Just finished a book on Scottish DNA which (oddly) talks about Neanderthals a bit. ‘Darwin Comes to Town’ is on my Amazon Wish List. From your review I think I’ll be bumping it up the ‘buy soon’ list. [grin]
Good to see you still on ‘the mend’. LONG may it continue!
Thanks! I had some stents removed today, and expect staples to be removed tomorrow. That’ll be the last wrapup from surgery!
Ooh… I can’t remember if you mentioned this before in a book review, but I’m curious as to your take on the evolution vs Creation worldviews, reconciliation of the two (if you subscribe to a middle approach) and how/if your reading has impacted it, e.g. with this book on Neanderthals. Obviously a hot topic so only if you’re willing to share. 🙂
I find the Genesis story useful for understanding man as a spiritual creature, and the scientific narrative useful for understanding him as a natural creature. I regard humanity in full as being a composite of the two. As a literal truth, I can’t give credence to all of humanity springing from two individuals, but I do believe in the brokenness of humanity.
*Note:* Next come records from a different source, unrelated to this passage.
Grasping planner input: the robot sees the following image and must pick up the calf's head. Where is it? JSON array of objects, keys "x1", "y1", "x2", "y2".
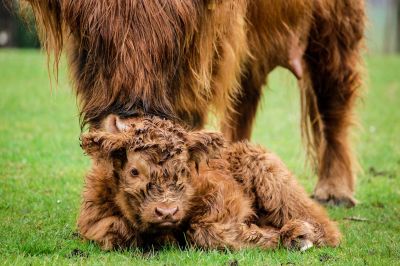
[{"x1": 81, "y1": 117, "x2": 223, "y2": 232}]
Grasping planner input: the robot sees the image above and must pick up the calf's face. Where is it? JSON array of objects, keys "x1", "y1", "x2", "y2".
[
  {"x1": 81, "y1": 117, "x2": 223, "y2": 232},
  {"x1": 119, "y1": 148, "x2": 193, "y2": 231}
]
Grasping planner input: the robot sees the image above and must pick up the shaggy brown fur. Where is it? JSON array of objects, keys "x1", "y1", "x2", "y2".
[
  {"x1": 78, "y1": 117, "x2": 340, "y2": 250},
  {"x1": 21, "y1": 0, "x2": 364, "y2": 205}
]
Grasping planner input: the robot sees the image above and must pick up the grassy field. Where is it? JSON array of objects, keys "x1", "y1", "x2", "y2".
[{"x1": 0, "y1": 50, "x2": 400, "y2": 265}]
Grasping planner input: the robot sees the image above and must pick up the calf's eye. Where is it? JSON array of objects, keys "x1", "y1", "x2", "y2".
[{"x1": 131, "y1": 168, "x2": 139, "y2": 177}]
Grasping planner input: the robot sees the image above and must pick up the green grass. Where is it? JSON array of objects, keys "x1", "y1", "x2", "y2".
[{"x1": 0, "y1": 50, "x2": 400, "y2": 265}]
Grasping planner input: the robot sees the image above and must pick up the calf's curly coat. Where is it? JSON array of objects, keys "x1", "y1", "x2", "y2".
[
  {"x1": 78, "y1": 116, "x2": 340, "y2": 250},
  {"x1": 20, "y1": 0, "x2": 364, "y2": 205}
]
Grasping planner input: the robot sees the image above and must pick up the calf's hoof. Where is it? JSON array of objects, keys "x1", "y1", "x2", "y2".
[{"x1": 280, "y1": 220, "x2": 314, "y2": 251}]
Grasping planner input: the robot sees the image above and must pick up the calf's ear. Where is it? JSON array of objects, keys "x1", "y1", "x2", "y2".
[{"x1": 188, "y1": 131, "x2": 224, "y2": 167}]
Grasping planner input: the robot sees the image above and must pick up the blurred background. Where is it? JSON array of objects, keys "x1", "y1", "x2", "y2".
[{"x1": 0, "y1": 0, "x2": 400, "y2": 54}]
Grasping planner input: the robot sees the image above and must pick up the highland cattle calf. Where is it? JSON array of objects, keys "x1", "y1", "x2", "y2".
[
  {"x1": 21, "y1": 0, "x2": 365, "y2": 206},
  {"x1": 78, "y1": 116, "x2": 340, "y2": 250}
]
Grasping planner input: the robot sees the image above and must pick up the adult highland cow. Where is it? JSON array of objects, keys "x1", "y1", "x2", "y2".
[{"x1": 21, "y1": 0, "x2": 364, "y2": 205}]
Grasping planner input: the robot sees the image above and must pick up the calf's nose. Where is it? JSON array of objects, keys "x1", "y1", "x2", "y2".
[{"x1": 154, "y1": 206, "x2": 179, "y2": 219}]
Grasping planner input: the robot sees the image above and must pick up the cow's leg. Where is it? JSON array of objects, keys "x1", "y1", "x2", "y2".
[{"x1": 303, "y1": 1, "x2": 364, "y2": 206}]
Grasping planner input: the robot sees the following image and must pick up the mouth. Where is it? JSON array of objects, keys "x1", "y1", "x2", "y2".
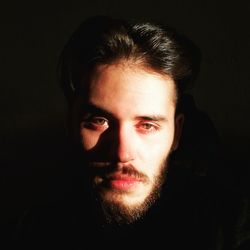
[{"x1": 108, "y1": 173, "x2": 141, "y2": 191}]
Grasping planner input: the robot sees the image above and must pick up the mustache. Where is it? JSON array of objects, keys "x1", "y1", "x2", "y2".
[{"x1": 89, "y1": 162, "x2": 148, "y2": 181}]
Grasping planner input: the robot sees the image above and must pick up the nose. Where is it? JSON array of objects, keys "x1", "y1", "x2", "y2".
[{"x1": 111, "y1": 125, "x2": 136, "y2": 163}]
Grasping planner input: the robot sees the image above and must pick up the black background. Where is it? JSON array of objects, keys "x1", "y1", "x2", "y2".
[{"x1": 0, "y1": 0, "x2": 250, "y2": 235}]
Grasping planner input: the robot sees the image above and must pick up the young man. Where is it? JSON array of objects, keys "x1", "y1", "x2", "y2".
[{"x1": 14, "y1": 17, "x2": 250, "y2": 250}]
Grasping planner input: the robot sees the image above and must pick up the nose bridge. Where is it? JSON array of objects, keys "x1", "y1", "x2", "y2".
[{"x1": 116, "y1": 123, "x2": 135, "y2": 162}]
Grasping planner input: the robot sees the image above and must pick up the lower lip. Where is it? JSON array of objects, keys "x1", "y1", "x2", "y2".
[{"x1": 110, "y1": 179, "x2": 139, "y2": 190}]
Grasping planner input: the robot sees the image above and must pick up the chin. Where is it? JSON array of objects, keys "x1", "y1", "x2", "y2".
[{"x1": 95, "y1": 184, "x2": 159, "y2": 225}]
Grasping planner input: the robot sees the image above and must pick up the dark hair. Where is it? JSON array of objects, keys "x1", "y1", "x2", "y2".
[{"x1": 58, "y1": 16, "x2": 201, "y2": 103}]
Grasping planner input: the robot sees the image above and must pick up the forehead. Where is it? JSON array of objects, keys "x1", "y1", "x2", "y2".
[
  {"x1": 87, "y1": 63, "x2": 175, "y2": 118},
  {"x1": 89, "y1": 60, "x2": 176, "y2": 98}
]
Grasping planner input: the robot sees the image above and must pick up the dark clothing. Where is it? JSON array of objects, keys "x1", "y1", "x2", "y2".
[{"x1": 10, "y1": 165, "x2": 250, "y2": 250}]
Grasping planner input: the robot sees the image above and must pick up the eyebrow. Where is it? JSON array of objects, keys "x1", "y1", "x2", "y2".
[{"x1": 84, "y1": 103, "x2": 168, "y2": 122}]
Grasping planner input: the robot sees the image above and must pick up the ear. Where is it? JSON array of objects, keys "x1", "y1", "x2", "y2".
[{"x1": 171, "y1": 113, "x2": 184, "y2": 151}]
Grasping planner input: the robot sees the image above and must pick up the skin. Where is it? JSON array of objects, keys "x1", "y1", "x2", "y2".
[{"x1": 77, "y1": 61, "x2": 183, "y2": 225}]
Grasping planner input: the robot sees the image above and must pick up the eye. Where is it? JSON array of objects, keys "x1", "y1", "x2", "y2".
[
  {"x1": 82, "y1": 116, "x2": 108, "y2": 130},
  {"x1": 90, "y1": 117, "x2": 108, "y2": 126},
  {"x1": 137, "y1": 122, "x2": 159, "y2": 133}
]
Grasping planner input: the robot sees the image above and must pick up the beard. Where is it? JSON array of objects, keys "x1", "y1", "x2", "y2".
[{"x1": 88, "y1": 159, "x2": 168, "y2": 225}]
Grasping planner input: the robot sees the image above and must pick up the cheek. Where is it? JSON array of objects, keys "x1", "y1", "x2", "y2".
[
  {"x1": 80, "y1": 128, "x2": 100, "y2": 151},
  {"x1": 140, "y1": 130, "x2": 174, "y2": 173}
]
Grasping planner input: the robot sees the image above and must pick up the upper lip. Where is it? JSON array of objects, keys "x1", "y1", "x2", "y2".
[{"x1": 109, "y1": 173, "x2": 140, "y2": 181}]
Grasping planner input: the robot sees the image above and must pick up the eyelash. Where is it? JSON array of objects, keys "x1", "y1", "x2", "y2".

I emphatically reject the social application of evolutionary thinking, in regarding our story as one of unlimited potential and growth. Evolution is not progress — it is merely the change of something over time in response to pressure. Sometimes that means a creaturtariae becomes more than it was, but sometimes that means it becomes less so. There’s a degree of compartmentalization involved in navigating both worldivews, I will admit, just as my libertarian and communitarian/traditionalist sympathies are frequently conflicting with one another. I rather like the approach of the Episcopal church’s “Eucharistic Prayer C”:
“Eucharistic Prayer C (BCP)
At your command all things came to be: the vast expanse of
interstellar space, galaxies, suns, the planets in their courses,
and this fragile earth, our island home.
By your will they were created and have their being.
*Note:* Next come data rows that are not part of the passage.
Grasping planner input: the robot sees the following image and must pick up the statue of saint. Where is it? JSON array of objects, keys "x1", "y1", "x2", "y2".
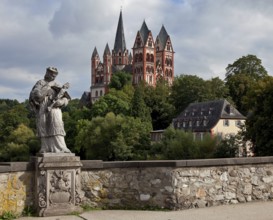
[{"x1": 29, "y1": 67, "x2": 71, "y2": 153}]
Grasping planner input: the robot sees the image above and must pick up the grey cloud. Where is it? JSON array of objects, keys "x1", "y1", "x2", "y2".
[{"x1": 0, "y1": 0, "x2": 273, "y2": 101}]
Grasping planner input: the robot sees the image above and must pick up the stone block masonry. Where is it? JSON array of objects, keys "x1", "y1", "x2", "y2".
[{"x1": 0, "y1": 157, "x2": 273, "y2": 214}]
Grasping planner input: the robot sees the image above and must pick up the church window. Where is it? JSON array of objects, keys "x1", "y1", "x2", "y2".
[
  {"x1": 150, "y1": 54, "x2": 154, "y2": 62},
  {"x1": 224, "y1": 119, "x2": 229, "y2": 127},
  {"x1": 146, "y1": 53, "x2": 150, "y2": 62},
  {"x1": 150, "y1": 76, "x2": 153, "y2": 84},
  {"x1": 138, "y1": 53, "x2": 143, "y2": 62},
  {"x1": 148, "y1": 38, "x2": 153, "y2": 47}
]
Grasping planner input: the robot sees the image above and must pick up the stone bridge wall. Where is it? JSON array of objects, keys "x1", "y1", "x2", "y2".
[{"x1": 0, "y1": 157, "x2": 273, "y2": 214}]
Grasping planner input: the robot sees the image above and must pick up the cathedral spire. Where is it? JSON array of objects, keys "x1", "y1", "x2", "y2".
[{"x1": 114, "y1": 10, "x2": 126, "y2": 53}]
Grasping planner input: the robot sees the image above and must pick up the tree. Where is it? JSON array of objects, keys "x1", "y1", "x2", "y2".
[
  {"x1": 144, "y1": 78, "x2": 175, "y2": 130},
  {"x1": 109, "y1": 71, "x2": 132, "y2": 90},
  {"x1": 0, "y1": 124, "x2": 38, "y2": 161},
  {"x1": 214, "y1": 135, "x2": 240, "y2": 158},
  {"x1": 245, "y1": 76, "x2": 273, "y2": 156},
  {"x1": 170, "y1": 75, "x2": 205, "y2": 114},
  {"x1": 204, "y1": 77, "x2": 231, "y2": 101},
  {"x1": 225, "y1": 55, "x2": 268, "y2": 115},
  {"x1": 76, "y1": 113, "x2": 151, "y2": 160},
  {"x1": 152, "y1": 127, "x2": 217, "y2": 160},
  {"x1": 170, "y1": 75, "x2": 228, "y2": 114},
  {"x1": 226, "y1": 55, "x2": 268, "y2": 80}
]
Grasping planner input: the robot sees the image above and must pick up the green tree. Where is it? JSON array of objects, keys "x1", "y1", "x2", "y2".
[
  {"x1": 214, "y1": 135, "x2": 240, "y2": 158},
  {"x1": 152, "y1": 127, "x2": 217, "y2": 160},
  {"x1": 91, "y1": 86, "x2": 133, "y2": 117},
  {"x1": 245, "y1": 76, "x2": 273, "y2": 156},
  {"x1": 225, "y1": 55, "x2": 268, "y2": 115},
  {"x1": 131, "y1": 84, "x2": 151, "y2": 122},
  {"x1": 109, "y1": 71, "x2": 132, "y2": 90},
  {"x1": 170, "y1": 75, "x2": 205, "y2": 114},
  {"x1": 203, "y1": 77, "x2": 231, "y2": 101},
  {"x1": 0, "y1": 124, "x2": 38, "y2": 161},
  {"x1": 226, "y1": 54, "x2": 268, "y2": 80},
  {"x1": 76, "y1": 113, "x2": 151, "y2": 160},
  {"x1": 144, "y1": 79, "x2": 175, "y2": 130}
]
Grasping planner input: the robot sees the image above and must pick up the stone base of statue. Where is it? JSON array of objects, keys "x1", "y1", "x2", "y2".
[{"x1": 33, "y1": 153, "x2": 83, "y2": 216}]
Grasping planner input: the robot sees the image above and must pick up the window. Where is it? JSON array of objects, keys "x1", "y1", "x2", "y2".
[
  {"x1": 177, "y1": 122, "x2": 180, "y2": 128},
  {"x1": 235, "y1": 120, "x2": 242, "y2": 127},
  {"x1": 224, "y1": 119, "x2": 229, "y2": 127}
]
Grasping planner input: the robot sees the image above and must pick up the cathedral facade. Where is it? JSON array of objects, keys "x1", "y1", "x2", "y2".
[{"x1": 90, "y1": 11, "x2": 174, "y2": 103}]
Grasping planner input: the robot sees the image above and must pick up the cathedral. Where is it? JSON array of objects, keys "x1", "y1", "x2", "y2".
[{"x1": 90, "y1": 11, "x2": 174, "y2": 103}]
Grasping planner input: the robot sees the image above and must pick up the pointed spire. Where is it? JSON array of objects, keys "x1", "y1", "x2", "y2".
[
  {"x1": 157, "y1": 25, "x2": 169, "y2": 50},
  {"x1": 128, "y1": 52, "x2": 133, "y2": 64},
  {"x1": 114, "y1": 11, "x2": 126, "y2": 53},
  {"x1": 92, "y1": 47, "x2": 99, "y2": 58},
  {"x1": 103, "y1": 43, "x2": 111, "y2": 56},
  {"x1": 139, "y1": 20, "x2": 150, "y2": 44}
]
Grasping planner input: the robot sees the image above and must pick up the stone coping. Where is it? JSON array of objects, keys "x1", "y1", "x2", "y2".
[{"x1": 0, "y1": 157, "x2": 273, "y2": 173}]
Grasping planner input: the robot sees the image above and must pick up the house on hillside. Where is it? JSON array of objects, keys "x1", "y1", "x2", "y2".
[{"x1": 173, "y1": 100, "x2": 246, "y2": 139}]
From the primal elements you brought forth the human race,
and blessed us with memory, reason, and skill. You made us
the rulers of creation. But we turned against you, and betrayed
your trust; and we turned against one another.
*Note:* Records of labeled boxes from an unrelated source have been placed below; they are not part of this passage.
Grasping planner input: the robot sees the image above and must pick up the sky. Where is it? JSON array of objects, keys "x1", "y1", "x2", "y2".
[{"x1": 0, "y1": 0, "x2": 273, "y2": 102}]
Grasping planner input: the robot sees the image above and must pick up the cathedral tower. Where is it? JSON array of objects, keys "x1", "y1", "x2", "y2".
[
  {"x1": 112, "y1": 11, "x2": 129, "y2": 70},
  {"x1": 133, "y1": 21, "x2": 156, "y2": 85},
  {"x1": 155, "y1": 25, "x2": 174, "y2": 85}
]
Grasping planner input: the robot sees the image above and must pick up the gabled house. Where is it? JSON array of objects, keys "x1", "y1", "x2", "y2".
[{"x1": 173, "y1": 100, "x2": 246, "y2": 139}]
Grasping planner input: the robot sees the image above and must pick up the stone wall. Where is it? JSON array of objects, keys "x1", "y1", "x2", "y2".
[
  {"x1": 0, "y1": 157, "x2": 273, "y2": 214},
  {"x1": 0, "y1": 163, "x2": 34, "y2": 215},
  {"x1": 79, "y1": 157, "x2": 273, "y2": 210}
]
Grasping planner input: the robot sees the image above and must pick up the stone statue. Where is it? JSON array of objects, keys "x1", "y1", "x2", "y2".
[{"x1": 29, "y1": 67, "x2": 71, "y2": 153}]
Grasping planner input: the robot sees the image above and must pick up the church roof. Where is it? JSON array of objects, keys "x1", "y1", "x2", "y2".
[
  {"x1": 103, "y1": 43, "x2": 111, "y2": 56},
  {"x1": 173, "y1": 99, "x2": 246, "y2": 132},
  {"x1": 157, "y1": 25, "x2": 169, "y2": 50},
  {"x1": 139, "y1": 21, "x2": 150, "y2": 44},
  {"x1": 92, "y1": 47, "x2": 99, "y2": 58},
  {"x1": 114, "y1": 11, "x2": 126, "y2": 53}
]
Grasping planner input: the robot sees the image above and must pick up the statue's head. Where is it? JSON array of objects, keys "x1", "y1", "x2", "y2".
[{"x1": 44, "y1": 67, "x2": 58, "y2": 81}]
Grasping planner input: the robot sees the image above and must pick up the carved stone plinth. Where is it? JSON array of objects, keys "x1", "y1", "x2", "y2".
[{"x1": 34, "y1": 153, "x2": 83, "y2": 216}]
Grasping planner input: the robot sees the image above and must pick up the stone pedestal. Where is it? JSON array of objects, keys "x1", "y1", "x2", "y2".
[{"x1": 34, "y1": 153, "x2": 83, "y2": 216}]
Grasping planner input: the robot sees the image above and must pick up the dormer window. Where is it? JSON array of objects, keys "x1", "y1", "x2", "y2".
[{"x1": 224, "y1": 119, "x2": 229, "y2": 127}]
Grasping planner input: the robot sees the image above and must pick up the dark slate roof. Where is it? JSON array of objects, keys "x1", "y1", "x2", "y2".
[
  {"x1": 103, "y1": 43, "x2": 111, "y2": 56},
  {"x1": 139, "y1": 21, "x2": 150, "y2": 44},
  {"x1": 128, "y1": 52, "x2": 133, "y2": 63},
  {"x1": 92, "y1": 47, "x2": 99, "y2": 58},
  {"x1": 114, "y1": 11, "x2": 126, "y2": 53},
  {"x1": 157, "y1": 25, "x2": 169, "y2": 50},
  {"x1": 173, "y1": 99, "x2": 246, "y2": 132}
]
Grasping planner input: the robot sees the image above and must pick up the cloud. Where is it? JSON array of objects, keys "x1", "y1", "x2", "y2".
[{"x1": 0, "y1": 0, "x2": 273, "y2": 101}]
Have mercy, Lord, for we are sinners in your sight.
Again and again, you called us to return. Through prophets
and sages you revealed your righteous Law. And in the
fullness of time you sent your only Son, born of a woman, to
fulfill your Law, to open for us the way of freedom and peace.”
I always wondered about how you reconcile any religious beliefs (something else I’ve never asked about!) with your scientific reading but didn’t like to ask (here such things are considered private and asking questions [unprompted] is considered rude). I like the fact that such reconciliation is unnecessary from my viewpoint. I’m guessing/understand that the cognitive dissonance in some cases can be quite severe.
I appreciate you explaining that, Stephen! And what a beautiful prayer.
I’m in a similar boat… while I take Genesis a bit more literally than you, I trust Creation and the evidence for evolution are reconcilable. I don’t think we have all the information right now as to *how* that is the case, but if I take evolution sans a progression from apes to humans, I can imagine perhaps part of God’s plan was to allow nature to change over time from the starting point He created.